Feel free to comment, share and contact me with advices, questions and your ideas how to improve anything. Contact me on Linkedin if you wish as well.


PowerQuery Puzzle solved with R was originally published in Numbers around us on Medium, where people are continuing the conversation by highlighting and responding to this story.

To leave a comment for the author, please follow the link and comment on their blog: Numbers around us – Medium.

R-bloggers.com offers daily e-mail updates about R news and tutorials about learning R and many other topics. Click here if you’re looking to post or find an R/data-science job.


Want to share your content on R-bloggers? click here if you have a blog, or here if you don’t.
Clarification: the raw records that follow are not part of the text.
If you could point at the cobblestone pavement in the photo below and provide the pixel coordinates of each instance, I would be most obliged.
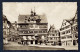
(16, 46)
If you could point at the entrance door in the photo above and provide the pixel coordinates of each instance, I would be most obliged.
(31, 42)
(36, 42)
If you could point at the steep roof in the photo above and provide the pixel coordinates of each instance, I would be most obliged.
(23, 18)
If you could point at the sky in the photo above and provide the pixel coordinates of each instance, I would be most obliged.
(55, 12)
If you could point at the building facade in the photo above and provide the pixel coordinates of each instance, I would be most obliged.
(6, 29)
(13, 31)
(53, 37)
(69, 32)
(32, 28)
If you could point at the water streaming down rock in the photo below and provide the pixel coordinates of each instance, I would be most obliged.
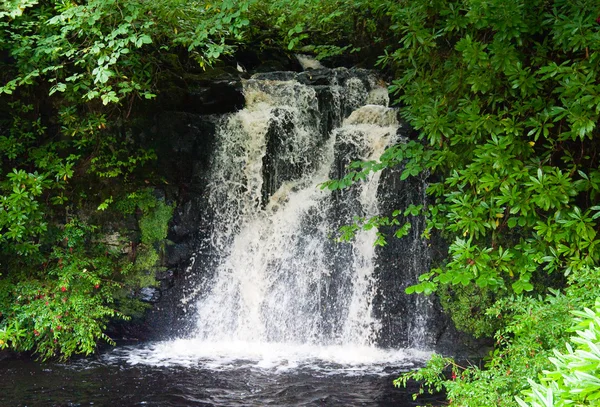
(279, 276)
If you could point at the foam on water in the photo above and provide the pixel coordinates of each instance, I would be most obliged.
(282, 294)
(271, 357)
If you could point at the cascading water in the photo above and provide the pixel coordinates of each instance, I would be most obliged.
(279, 313)
(281, 288)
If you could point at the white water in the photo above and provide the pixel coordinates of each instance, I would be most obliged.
(284, 294)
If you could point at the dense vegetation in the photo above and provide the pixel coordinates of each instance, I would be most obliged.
(504, 95)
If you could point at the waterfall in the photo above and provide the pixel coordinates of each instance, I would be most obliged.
(280, 277)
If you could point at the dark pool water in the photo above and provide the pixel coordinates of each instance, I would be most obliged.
(110, 379)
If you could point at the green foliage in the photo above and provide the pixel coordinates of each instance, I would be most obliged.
(467, 305)
(575, 378)
(155, 222)
(63, 308)
(530, 332)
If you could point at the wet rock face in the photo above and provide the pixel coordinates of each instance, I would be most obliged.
(186, 133)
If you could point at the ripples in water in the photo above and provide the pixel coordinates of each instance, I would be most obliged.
(192, 373)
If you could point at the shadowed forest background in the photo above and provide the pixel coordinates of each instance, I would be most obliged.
(504, 100)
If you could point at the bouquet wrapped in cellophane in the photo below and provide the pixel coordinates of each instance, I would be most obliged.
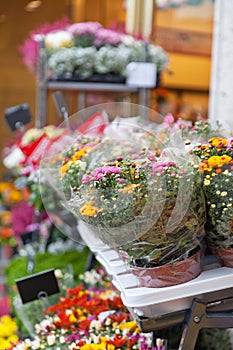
(216, 167)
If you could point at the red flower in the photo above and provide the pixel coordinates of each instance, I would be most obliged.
(118, 341)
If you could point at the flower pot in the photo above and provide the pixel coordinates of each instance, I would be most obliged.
(170, 274)
(225, 255)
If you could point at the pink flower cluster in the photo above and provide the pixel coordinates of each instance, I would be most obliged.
(30, 48)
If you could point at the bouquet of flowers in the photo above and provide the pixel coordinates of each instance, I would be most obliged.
(151, 209)
(89, 318)
(216, 167)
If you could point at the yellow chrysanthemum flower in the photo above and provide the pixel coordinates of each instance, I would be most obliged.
(218, 161)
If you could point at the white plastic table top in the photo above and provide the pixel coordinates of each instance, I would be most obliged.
(151, 302)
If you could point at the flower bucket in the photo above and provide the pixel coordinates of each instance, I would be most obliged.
(171, 274)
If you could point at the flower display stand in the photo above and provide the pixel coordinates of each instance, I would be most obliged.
(204, 302)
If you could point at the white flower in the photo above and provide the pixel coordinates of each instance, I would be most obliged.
(62, 339)
(58, 39)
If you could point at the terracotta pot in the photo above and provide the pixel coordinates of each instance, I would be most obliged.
(170, 274)
(225, 255)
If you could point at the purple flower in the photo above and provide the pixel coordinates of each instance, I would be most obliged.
(83, 28)
(229, 143)
(169, 119)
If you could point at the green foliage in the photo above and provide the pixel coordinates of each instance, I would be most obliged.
(17, 267)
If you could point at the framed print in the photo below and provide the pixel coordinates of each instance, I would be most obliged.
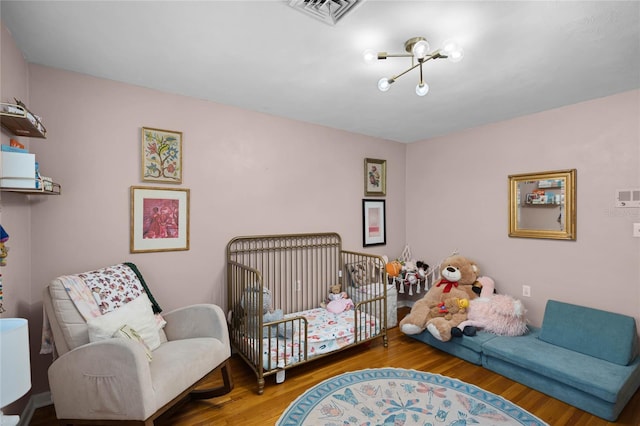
(159, 219)
(375, 177)
(374, 227)
(161, 155)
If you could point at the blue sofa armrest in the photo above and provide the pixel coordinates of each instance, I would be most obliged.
(600, 334)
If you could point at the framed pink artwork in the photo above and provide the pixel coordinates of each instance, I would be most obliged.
(159, 219)
(374, 228)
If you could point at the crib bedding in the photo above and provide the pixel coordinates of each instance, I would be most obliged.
(326, 332)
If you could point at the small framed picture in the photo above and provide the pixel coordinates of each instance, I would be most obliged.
(374, 225)
(159, 219)
(375, 177)
(161, 155)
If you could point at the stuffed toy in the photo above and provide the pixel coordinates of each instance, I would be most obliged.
(450, 307)
(4, 250)
(496, 313)
(250, 307)
(457, 277)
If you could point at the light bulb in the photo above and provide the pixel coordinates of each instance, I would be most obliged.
(452, 50)
(422, 89)
(369, 56)
(420, 49)
(384, 84)
(456, 55)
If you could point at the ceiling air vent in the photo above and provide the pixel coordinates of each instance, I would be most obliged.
(329, 11)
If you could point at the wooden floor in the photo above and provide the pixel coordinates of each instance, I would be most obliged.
(243, 406)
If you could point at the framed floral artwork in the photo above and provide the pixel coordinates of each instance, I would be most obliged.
(161, 155)
(159, 219)
(375, 177)
(374, 225)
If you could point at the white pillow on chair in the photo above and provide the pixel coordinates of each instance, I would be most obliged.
(137, 314)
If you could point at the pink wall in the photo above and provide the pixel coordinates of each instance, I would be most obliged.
(462, 182)
(14, 214)
(249, 173)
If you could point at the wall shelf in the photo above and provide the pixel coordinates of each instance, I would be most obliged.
(43, 187)
(21, 122)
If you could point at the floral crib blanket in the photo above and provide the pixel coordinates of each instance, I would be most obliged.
(326, 332)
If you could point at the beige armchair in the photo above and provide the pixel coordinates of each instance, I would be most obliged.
(98, 381)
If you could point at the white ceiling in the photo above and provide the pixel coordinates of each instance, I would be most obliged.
(520, 57)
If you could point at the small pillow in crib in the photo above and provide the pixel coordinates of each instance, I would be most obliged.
(339, 306)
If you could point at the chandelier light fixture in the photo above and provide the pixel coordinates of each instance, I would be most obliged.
(418, 50)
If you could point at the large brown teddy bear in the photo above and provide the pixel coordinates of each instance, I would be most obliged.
(458, 274)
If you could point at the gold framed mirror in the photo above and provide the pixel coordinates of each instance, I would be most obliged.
(543, 205)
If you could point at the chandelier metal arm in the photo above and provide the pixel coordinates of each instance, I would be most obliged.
(434, 55)
(417, 48)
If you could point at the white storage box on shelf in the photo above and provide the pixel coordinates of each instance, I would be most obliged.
(18, 170)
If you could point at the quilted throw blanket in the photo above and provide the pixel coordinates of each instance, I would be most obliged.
(97, 292)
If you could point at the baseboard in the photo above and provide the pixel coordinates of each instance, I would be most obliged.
(35, 401)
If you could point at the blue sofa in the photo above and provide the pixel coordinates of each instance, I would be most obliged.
(585, 357)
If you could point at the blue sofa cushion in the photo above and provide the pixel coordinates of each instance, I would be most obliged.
(467, 348)
(603, 379)
(600, 334)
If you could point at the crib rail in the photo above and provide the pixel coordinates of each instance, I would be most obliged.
(295, 272)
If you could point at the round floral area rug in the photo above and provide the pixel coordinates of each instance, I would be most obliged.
(395, 396)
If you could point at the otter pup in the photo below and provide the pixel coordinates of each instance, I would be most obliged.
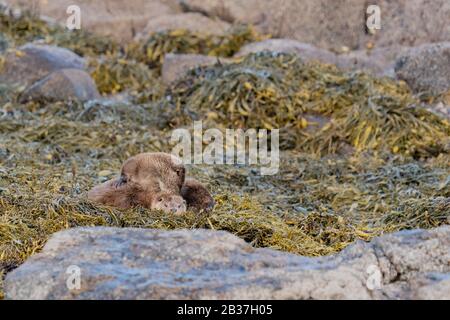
(197, 196)
(169, 203)
(141, 178)
(147, 175)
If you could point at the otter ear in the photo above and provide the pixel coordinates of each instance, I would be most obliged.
(123, 179)
(181, 172)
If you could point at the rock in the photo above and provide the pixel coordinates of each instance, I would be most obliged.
(194, 22)
(378, 61)
(426, 68)
(333, 24)
(305, 51)
(116, 263)
(116, 18)
(62, 85)
(32, 62)
(176, 66)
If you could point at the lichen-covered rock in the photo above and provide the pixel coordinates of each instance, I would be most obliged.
(62, 85)
(176, 66)
(426, 68)
(305, 51)
(194, 22)
(33, 62)
(115, 263)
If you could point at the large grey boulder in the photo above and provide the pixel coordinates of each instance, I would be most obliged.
(175, 66)
(115, 263)
(336, 23)
(193, 22)
(305, 51)
(115, 18)
(62, 85)
(426, 68)
(32, 62)
(379, 61)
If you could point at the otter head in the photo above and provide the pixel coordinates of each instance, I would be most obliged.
(150, 173)
(169, 203)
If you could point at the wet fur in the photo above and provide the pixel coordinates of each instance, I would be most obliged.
(145, 176)
(197, 196)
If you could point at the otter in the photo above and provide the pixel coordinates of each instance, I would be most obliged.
(147, 175)
(168, 202)
(197, 196)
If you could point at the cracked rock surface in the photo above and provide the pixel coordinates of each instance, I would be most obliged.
(126, 263)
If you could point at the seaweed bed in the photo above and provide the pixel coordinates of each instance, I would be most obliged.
(360, 156)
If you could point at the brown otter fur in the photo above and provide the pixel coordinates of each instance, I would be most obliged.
(147, 175)
(197, 196)
(168, 202)
(142, 177)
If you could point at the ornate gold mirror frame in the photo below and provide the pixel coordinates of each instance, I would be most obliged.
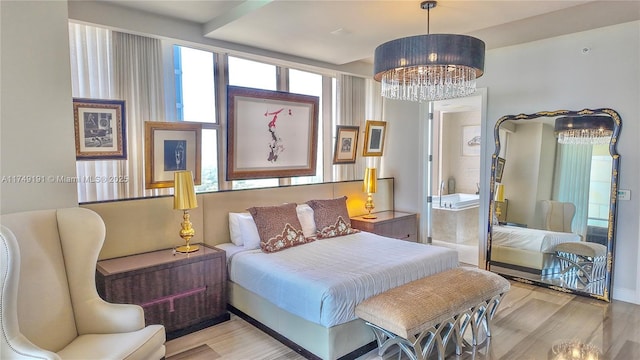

Continue reading: PowerQuery Puzzle solved with R

Implications and Future Developments of Text and Data Manipulation Techniques

The puzzle solutions above showcase significant, high-level text and data manipulation techniques implemented with R programming language, specifically pertaining to Excel data. The long-term implications of these techniques are considerable for data analytics, particularly for those handling volumes of text and numeric data that require critical transformation or manipulation.

Enhanced Text Processing

The first puzzle deals with intricate text processing operations, such as word search based on specific conditions and characters’ arrangements including special characters, uppercase letters, and digits. This solution paves the way for more complex text-processing requirements in the future, especially given the widespread of unstructured data across the internet. Understanding and manipulating such data effectively can help glean insights that were previously hard to derive.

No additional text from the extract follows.